It all started with a journal. All crisp, fresh pages, soft supple leather cover, ribbon bookmarks, encouraging inscription from a friend. The works. I’ve been an avid collector of beautiful journals for a very long time. I think I may have even written an entry or two in the last ten years. But somehow it never stuck. And now I know why.
Even as I type these words my mind is elsewhere. On the incomplete sentences above. And this incomplete sentence. My desire to make my writing, and many other aspects of my life, perfect even when it is not shared publicly has kept me from completing, persisting at, and often even trying things that could have added to my life.
Newly unemployed for the first time since my fourteenth birthday and home alone in a foreign country raising a 6-month old charmer, I’ve had a lot of time on my hands. Time to think and time to really face myself. It turns out my notoriously poor memory, tendency toward anxiety, indecisiveness and rampant procrastination have a lot to do with avoiding this stand off. So I need to be better – authentic. For myself and for my daughter.
I finally sat down with a pen and, without my usual deliberation and ceremony, just started writing. It didn’t take long before I decided I needed to be more like a Stephen King novel. Awesome, yes. But also more about indulging in the journey and not so focused on the ending. Many of the goals I wrote down involved changes in my life that will never truly be accomplished. These goals were about persistence, self-control, mindfulness, patience, and cultivating good habits. No quick payoff here.
In order to make progress toward this authentic, rather than idealized and unobtainable, self, I needed a plan. In the past I’ve made many plans for progress. Nap schedules, health and exercise plans, to do lists, etc. Anything involving research, planning and, bonus, charts and/or colour coding, was fine by me. But dwelling in the planning stage until everything was just perfect and failure seemed impossible (my specialty) was no longer an option.
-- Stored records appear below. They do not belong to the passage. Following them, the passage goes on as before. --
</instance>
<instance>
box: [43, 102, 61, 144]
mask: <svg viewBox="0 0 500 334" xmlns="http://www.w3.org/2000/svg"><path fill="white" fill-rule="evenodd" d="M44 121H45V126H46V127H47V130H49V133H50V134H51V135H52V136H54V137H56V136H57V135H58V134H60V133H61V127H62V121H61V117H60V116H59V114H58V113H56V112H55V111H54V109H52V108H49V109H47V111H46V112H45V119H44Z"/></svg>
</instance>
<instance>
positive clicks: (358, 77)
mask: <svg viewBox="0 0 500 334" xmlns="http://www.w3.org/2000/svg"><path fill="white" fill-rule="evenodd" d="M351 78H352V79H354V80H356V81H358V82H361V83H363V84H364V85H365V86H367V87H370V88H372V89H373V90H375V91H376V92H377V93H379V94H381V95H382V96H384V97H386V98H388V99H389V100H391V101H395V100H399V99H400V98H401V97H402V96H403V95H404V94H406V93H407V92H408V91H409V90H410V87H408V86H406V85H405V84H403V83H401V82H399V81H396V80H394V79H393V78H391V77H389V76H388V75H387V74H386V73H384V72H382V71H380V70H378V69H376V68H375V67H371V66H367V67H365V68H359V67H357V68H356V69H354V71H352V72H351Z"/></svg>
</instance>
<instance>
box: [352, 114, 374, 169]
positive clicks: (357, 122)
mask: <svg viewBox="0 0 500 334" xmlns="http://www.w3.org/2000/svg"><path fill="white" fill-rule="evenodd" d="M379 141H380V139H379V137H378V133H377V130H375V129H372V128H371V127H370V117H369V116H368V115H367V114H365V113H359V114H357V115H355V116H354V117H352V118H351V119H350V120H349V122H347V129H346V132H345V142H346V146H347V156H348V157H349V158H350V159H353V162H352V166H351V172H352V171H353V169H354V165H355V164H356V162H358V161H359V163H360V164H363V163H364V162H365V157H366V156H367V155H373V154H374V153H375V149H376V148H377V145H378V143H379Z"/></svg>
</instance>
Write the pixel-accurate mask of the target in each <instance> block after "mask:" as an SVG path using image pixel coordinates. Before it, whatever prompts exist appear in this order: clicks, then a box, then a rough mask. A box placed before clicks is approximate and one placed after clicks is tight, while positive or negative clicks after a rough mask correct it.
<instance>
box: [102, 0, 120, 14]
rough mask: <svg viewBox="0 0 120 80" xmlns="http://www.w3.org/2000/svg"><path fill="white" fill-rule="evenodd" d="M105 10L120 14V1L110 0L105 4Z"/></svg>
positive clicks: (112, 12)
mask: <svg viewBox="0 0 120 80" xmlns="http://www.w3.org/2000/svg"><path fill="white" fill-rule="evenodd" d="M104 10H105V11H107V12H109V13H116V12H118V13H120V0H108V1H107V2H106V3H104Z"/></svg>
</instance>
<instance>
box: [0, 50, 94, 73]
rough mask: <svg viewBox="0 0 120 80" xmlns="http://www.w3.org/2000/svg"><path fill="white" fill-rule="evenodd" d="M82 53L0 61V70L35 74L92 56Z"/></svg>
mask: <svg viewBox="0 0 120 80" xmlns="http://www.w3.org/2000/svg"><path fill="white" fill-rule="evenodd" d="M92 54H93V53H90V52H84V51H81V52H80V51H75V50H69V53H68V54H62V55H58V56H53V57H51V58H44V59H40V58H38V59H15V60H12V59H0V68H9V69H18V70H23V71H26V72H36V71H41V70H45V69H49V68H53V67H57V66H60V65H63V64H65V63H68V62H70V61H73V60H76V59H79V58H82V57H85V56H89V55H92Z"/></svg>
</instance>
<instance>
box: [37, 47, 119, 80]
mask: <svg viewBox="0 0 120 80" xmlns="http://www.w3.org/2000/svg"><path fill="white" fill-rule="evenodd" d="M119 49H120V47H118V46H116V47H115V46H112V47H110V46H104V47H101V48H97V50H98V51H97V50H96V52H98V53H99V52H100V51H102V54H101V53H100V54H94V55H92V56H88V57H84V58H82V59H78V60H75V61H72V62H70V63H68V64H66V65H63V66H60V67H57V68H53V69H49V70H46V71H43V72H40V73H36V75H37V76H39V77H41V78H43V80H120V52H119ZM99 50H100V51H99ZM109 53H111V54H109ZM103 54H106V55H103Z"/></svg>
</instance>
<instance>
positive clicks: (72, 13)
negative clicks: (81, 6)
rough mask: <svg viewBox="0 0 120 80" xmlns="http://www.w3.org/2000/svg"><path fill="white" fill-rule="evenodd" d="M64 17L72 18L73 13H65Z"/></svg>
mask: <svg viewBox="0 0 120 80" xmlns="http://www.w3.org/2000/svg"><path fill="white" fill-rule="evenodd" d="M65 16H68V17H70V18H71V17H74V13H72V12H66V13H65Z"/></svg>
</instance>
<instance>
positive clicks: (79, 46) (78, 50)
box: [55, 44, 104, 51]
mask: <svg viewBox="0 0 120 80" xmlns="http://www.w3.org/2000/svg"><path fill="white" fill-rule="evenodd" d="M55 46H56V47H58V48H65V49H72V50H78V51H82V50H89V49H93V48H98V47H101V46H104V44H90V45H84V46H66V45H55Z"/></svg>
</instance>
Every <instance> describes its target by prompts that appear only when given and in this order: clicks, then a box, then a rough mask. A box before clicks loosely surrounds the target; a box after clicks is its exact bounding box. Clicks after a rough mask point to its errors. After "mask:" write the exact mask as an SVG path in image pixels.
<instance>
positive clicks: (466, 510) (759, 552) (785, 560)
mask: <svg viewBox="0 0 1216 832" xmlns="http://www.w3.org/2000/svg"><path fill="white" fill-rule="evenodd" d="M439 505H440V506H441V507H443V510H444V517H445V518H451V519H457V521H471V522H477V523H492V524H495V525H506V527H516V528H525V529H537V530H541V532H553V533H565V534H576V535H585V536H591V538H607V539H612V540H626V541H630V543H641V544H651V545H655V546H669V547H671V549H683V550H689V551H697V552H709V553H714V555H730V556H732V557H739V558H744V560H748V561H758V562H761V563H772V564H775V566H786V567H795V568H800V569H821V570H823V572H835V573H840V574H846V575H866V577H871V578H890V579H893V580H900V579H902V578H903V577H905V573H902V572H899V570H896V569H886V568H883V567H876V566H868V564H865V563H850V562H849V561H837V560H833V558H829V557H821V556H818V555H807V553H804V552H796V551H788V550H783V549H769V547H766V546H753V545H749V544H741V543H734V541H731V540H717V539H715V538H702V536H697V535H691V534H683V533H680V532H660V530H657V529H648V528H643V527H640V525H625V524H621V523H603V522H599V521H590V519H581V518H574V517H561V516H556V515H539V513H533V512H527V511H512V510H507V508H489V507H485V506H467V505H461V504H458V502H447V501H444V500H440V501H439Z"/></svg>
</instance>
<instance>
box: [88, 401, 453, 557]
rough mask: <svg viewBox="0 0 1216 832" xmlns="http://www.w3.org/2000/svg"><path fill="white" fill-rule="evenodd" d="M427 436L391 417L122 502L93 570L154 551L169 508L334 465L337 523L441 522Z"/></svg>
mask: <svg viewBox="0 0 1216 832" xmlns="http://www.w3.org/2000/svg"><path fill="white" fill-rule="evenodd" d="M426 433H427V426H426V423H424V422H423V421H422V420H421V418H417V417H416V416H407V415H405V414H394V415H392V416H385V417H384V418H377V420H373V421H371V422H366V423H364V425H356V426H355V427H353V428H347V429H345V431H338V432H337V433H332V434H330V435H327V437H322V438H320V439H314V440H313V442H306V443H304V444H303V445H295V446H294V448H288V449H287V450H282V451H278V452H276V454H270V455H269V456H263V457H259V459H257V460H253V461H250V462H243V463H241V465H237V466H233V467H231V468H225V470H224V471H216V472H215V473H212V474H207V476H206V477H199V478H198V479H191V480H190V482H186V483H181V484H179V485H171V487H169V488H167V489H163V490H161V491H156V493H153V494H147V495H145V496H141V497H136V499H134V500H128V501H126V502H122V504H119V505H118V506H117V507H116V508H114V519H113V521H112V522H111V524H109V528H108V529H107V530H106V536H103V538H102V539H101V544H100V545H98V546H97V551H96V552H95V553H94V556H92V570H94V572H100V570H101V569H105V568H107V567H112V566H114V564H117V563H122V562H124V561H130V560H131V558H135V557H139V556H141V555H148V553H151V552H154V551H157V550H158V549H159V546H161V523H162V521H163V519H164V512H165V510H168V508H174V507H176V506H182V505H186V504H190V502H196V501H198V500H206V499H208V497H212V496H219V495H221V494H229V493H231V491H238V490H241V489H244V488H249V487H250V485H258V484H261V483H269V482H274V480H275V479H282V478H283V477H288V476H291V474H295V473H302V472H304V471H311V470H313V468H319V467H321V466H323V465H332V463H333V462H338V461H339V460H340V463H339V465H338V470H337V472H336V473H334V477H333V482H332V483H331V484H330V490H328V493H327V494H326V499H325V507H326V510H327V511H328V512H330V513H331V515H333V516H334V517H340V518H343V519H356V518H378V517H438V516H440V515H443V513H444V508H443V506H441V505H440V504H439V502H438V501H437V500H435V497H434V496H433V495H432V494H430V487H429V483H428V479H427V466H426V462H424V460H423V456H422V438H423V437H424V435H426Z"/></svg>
I needed a plan, yes, but I really needed action.
So I did some research. I always love this part. Actually changing can happen later. Let’s do research! I did my best to be quick and focus only on what would be truly useful and practical to take small, manageable steps to make progress toward my goals.
I came across a list of common excuses debunked and prepared rebuttals for myself in advance. Some of my old standbys: #4 Life is meant to be enjoyed, #7 I can do it later, #8 One time won’t hurt, #11 I deserve a reward/break, and maybe the most insidious, #13 The result I’m going for isn’t important.
I told my close friends what I was up to so I would feel more accountable to make changes. I felt a bit stupid doing this as it seemed pretty self-centered to make grandiose announcements about my plans to change myself, but I was pleasantly surprised. Everyone was really encouraging and some even joined me in some of my practical steps.
I found some support in the form of a podcast to learn more about effecting change and to provide a continual reminder of my goals. Dr. Timothy A. Pychyl, associate professor of psychology and director of the Procrastination Research Group (Carleton University, Ottawa, Canada) keeps me motivated and fulfills my need to learn why I am the way I am while still encouraging action and self-forgiveness in a lighthearted way.
The podcast isn’t just about procrastination, but explores the root, or sprawling system of roots, that are the cause of this behaviour. Dr. Pychyl also discusses “1) irrational delay that sabotages personal productivity, 2) personality attributes that contribute to self-defeating behaviours, and 3) situational factors that undermine our ability to take or sustain action. Drawing on the research literature, topics include: self-handicapping, anxiety, self-regulation, perfectionism, will power, coping styles, effects on health and well-being, impulsivity, temporal discounting, motivation and even purpose in life.”* He also writes on this topic at Psychology Today if you prefer the blog format.
I wrote down my implementation intentions. This is the biggie. Everything above is a useful foundation, but implementation intentions have been the most practical tool for progress. An implementation intention sets out in advance when, where and how I will achieve a specific goal in the form of “When…I will…” statements. For example, one of the steps I decided to take toward practicing self-regulation and persistence is to do pushups every day. I’ve actually done this before and it worked well for a time. Eventually though I sometimes forgot or just got lazy and the practice fell by the wayside. This time around, I wrote down an implementation intention: Before I go into the bathroom each day, I will do one more pushup than I did the day before. Now this morning as I approached the bathroom door I remembered my goal, and dropped and gave myself 17. Each week I will be adding another implementation intention to my roster and checking it off in the aforementioned pink owl journal.
For the first time in a long history of goal-setting, I feel relaxed about achieving my goals. It doesn’t feel like some kind of rabid marathon but a calm, consistent practice that can be incorporated into my life rather than overtaking it. I know to some this seems overcomplicated, and to you, I am envious of your self-discipline. For the rest of us, I hope this helps.